If you’re a resident of Oregon and leave an estate of more than $1 million, your estate may have to pay Oregon estate tax. The $1 million exemption is the current figure; the law in effect at your death will apply to your estate. In November 2012, Oregon voters rejected a ballot measure that would have repealed the state's estate tax.
The Oregon tax is different from the federal estate tax, which under current law (deaths in 2016) is imposed on estates worth more than $5.45 million. So even if your estate isn’t large enough to owe federal estate tax, it might owe Oregon tax.
It’s not just state residents who may owe Oregon estate tax. Oregon also taxes estates that contain assets that are physically in the state. So you’re a nonresident but own valuable real estate in Oregon or kept other tangible assets (a boat or plane, for example) there, your estate may need to file an Oregon estate tax return.
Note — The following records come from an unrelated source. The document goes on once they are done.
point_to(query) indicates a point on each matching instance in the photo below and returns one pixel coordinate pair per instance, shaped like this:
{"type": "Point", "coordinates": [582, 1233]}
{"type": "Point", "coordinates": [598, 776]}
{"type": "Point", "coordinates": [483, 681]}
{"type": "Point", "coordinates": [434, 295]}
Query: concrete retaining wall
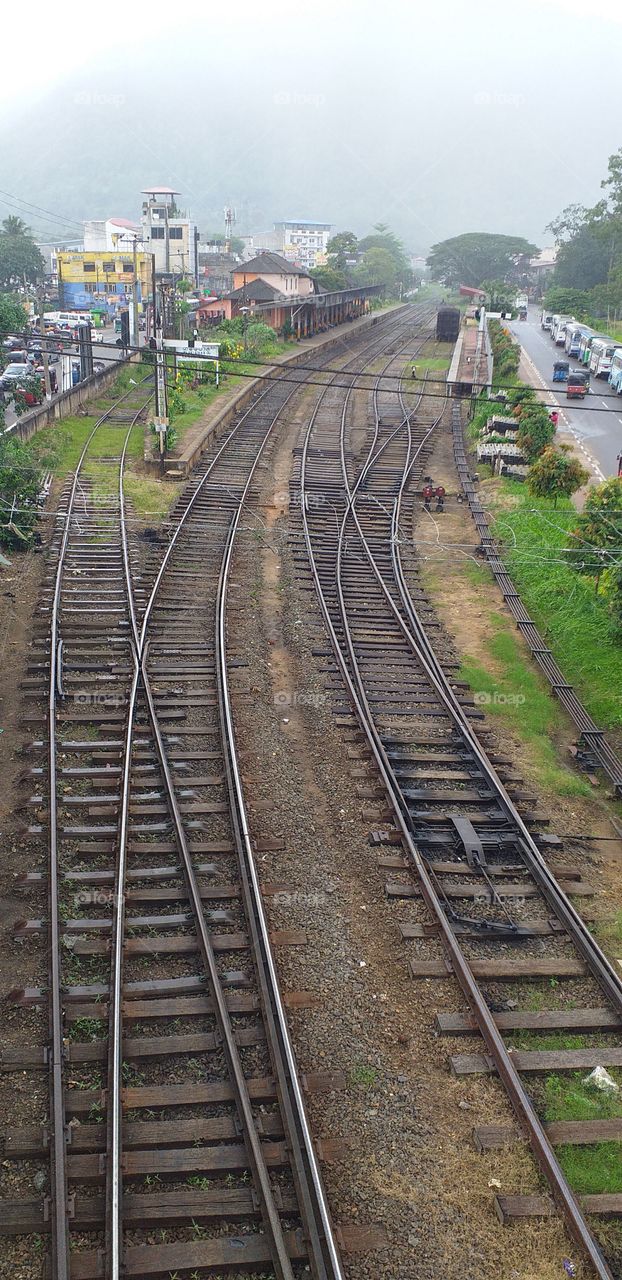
{"type": "Point", "coordinates": [67, 403]}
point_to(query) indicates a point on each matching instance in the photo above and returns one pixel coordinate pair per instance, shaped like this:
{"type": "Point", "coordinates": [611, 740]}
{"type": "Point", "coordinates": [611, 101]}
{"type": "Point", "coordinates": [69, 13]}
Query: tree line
{"type": "Point", "coordinates": [376, 259]}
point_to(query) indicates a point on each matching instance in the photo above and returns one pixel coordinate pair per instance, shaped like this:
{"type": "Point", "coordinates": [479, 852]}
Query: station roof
{"type": "Point", "coordinates": [301, 222]}
{"type": "Point", "coordinates": [256, 291]}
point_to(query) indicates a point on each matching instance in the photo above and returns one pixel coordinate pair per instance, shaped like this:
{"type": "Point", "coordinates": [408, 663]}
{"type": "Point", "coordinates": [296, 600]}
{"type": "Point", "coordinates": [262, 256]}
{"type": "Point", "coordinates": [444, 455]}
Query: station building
{"type": "Point", "coordinates": [278, 292]}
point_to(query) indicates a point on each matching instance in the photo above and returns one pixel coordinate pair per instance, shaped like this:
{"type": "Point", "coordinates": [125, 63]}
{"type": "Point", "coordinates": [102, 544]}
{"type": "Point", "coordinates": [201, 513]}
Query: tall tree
{"type": "Point", "coordinates": [478, 256]}
{"type": "Point", "coordinates": [12, 315]}
{"type": "Point", "coordinates": [342, 247]}
{"type": "Point", "coordinates": [378, 266]}
{"type": "Point", "coordinates": [21, 260]}
{"type": "Point", "coordinates": [556, 474]}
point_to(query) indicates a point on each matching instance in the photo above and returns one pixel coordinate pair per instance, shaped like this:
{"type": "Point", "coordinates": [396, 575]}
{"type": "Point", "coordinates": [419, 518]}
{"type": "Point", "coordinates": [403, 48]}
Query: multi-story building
{"type": "Point", "coordinates": [168, 236]}
{"type": "Point", "coordinates": [302, 241]}
{"type": "Point", "coordinates": [103, 280]}
{"type": "Point", "coordinates": [110, 233]}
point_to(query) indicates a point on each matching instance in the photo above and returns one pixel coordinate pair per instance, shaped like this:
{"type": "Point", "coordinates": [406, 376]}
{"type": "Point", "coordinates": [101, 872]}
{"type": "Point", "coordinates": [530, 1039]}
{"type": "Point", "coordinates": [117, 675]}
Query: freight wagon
{"type": "Point", "coordinates": [448, 324]}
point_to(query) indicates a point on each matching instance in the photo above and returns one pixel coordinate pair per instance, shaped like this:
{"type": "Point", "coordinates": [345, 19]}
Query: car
{"type": "Point", "coordinates": [31, 397]}
{"type": "Point", "coordinates": [12, 374]}
{"type": "Point", "coordinates": [19, 357]}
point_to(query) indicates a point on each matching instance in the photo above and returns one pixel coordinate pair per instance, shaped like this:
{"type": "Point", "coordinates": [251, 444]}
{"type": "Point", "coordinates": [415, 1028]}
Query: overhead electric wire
{"type": "Point", "coordinates": [39, 209]}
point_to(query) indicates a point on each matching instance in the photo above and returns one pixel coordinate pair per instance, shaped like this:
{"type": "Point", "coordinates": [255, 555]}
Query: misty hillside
{"type": "Point", "coordinates": [335, 128]}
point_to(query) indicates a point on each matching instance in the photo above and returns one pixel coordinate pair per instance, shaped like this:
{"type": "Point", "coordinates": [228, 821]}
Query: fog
{"type": "Point", "coordinates": [435, 119]}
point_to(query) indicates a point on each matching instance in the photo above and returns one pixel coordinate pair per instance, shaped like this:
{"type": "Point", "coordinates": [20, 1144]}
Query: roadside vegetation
{"type": "Point", "coordinates": [588, 277]}
{"type": "Point", "coordinates": [565, 606]}
{"type": "Point", "coordinates": [566, 565]}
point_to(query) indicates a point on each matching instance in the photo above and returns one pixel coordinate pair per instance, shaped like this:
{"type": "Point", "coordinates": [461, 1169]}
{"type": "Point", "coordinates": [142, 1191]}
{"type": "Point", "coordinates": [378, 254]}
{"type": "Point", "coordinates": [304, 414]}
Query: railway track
{"type": "Point", "coordinates": [470, 845]}
{"type": "Point", "coordinates": [177, 1130]}
{"type": "Point", "coordinates": [590, 735]}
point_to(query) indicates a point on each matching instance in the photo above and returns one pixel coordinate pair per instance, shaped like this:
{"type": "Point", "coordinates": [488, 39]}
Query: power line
{"type": "Point", "coordinates": [49, 213]}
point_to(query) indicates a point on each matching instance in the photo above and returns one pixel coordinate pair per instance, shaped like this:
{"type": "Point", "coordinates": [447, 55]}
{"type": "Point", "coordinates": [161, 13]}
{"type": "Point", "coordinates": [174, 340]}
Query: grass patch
{"type": "Point", "coordinates": [609, 931]}
{"type": "Point", "coordinates": [566, 1097]}
{"type": "Point", "coordinates": [593, 1170]}
{"type": "Point", "coordinates": [511, 690]}
{"type": "Point", "coordinates": [565, 606]}
{"type": "Point", "coordinates": [151, 499]}
{"type": "Point", "coordinates": [554, 1041]}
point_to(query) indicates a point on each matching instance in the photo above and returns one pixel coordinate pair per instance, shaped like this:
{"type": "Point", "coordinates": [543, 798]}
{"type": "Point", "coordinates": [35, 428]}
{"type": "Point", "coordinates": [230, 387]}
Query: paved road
{"type": "Point", "coordinates": [597, 421]}
{"type": "Point", "coordinates": [104, 353]}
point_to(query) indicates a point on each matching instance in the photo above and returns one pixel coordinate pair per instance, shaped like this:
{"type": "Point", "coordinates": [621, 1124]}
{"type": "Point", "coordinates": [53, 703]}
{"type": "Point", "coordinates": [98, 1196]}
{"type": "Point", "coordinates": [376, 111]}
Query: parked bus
{"type": "Point", "coordinates": [616, 371]}
{"type": "Point", "coordinates": [574, 334]}
{"type": "Point", "coordinates": [561, 325]}
{"type": "Point", "coordinates": [602, 355]}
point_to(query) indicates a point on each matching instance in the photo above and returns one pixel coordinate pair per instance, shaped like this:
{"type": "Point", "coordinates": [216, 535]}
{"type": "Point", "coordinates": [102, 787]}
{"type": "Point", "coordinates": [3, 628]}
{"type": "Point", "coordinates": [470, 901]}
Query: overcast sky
{"type": "Point", "coordinates": [437, 119]}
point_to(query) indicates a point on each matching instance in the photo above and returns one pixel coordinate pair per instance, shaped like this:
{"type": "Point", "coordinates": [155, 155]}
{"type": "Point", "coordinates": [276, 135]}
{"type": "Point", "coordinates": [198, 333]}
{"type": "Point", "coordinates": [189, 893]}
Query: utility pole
{"type": "Point", "coordinates": [135, 296]}
{"type": "Point", "coordinates": [229, 223]}
{"type": "Point", "coordinates": [44, 348]}
{"type": "Point", "coordinates": [161, 416]}
{"type": "Point", "coordinates": [133, 333]}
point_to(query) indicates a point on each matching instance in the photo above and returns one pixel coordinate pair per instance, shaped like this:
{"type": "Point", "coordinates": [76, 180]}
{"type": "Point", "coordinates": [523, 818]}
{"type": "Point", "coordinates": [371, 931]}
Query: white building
{"type": "Point", "coordinates": [110, 233]}
{"type": "Point", "coordinates": [302, 241]}
{"type": "Point", "coordinates": [172, 238]}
Terminology note: Until 2012, the Oregon tax was called an inheritance tax. It has always, however, worked like what all other states call an estate tax, because it affects only estates of a certain value. Inheritance taxes, by contrast, are imposed regardless of the size of the estate; all that matters is who inherits. Close relatives pay nothing or low rates, while more distant relatives or non-family members pay a higher rate.
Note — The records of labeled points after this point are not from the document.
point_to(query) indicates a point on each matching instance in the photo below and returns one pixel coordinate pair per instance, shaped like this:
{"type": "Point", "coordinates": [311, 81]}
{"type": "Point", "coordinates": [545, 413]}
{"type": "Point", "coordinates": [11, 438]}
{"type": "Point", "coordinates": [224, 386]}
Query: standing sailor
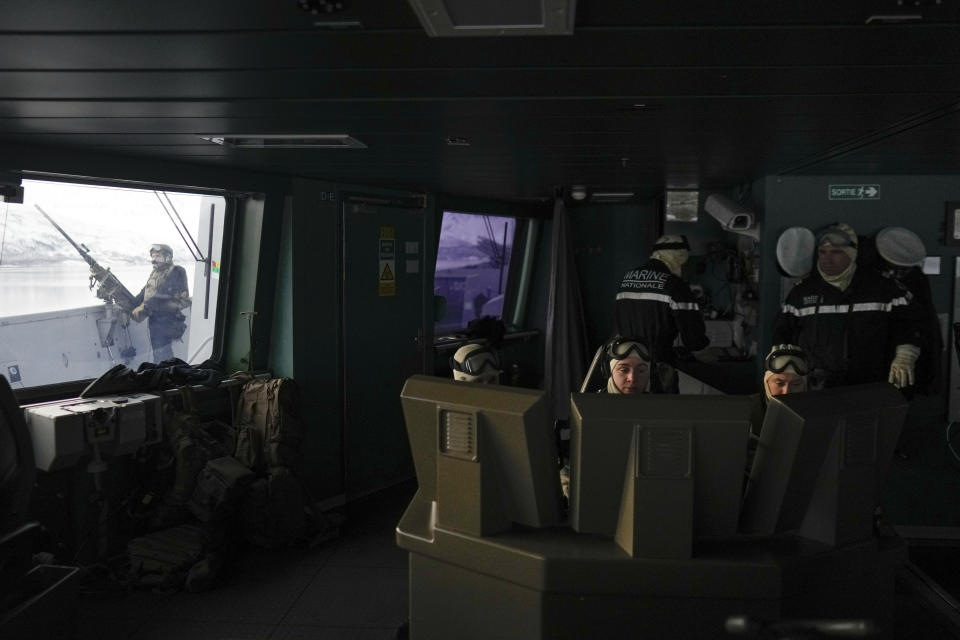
{"type": "Point", "coordinates": [161, 301]}
{"type": "Point", "coordinates": [854, 325]}
{"type": "Point", "coordinates": [655, 305]}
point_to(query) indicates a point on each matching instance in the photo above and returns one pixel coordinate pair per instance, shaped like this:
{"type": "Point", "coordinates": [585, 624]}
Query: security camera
{"type": "Point", "coordinates": [730, 215]}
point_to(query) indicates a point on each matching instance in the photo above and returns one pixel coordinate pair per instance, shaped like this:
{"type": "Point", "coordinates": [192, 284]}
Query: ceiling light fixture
{"type": "Point", "coordinates": [285, 141]}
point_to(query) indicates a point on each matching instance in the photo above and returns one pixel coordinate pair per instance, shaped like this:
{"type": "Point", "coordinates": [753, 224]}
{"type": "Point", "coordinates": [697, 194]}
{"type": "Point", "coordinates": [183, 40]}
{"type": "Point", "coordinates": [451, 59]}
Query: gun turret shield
{"type": "Point", "coordinates": [795, 251]}
{"type": "Point", "coordinates": [900, 247]}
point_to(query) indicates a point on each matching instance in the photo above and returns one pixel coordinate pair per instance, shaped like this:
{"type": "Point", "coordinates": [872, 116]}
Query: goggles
{"type": "Point", "coordinates": [477, 362]}
{"type": "Point", "coordinates": [793, 358]}
{"type": "Point", "coordinates": [681, 244]}
{"type": "Point", "coordinates": [836, 237]}
{"type": "Point", "coordinates": [622, 348]}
Information about the Oregon estate tax is available from the Oregon Department of Revenue.
When an Estate Tax Return Is Required
If the gross estate of an Oregon resident has a value of more than the exempt amount in the year of death ($1 million for deaths in 2013), the executor must file a state estate tax return. Your gross estate will include everything you own at your death:
- Real estate
- Bank and investment accounts—retirement and non-retirement
- Vehicles and other items of personal property
- Proceeds from any life insurance policies on your life (unless you don’t own the policy)
- Your business interests (sole proprietorship, limited liability company, or closely held corporation)
- Any property you hold in a revocable living trust
Will Your Estate Owe Tax?
Even if an Oregon return must be filed, it doesn’t mean that the estate will owe estate tax. Property left to a surviving spouse or registered domestic partner, no matter what the amount, is exempt from Oregon estate tax. So if you leave all of your assets to your spouse, no tax will be due.
Your executor will also be able to deduct some expenses (attorney’s fees, for example) from the gross estate, which may make the taxable estate smaller than the exempt amount. If that happens, no tax will be owed.
Federal law currently allows spouses to share their individual federal estate tax exemptions. If the first spouse to die doesn’t use up all of his or her federal estate tax exemption, then the second spouse’s estate can use the unused portion of the first spouse’s exemption amount. This is called the “portability” provision. Spouses cannot, however, share their individual estate tax exemptions for Oregon estate tax purposes.
Deadlines for Filing the Tax Return
If a return is required, it’s due nine months after the date of death. The executor can request a six-month extension to file and to pay any tax due. If the tax isn’t paid on time, there’s a penalty, and interest accrues on the unpaid amount.
Your executor will have to hire professional help (an experienced lawyer or CPA) to prepare the Oregon estate tax return—and a federal return as well. That’s right—even if a federal estate tax return doesn’t have to be filed with the IRS, the executor will have to prepare a “dummy” version and file it with the state return. The preparer’s fee will probably be several thousand dollars, payable from estate funds.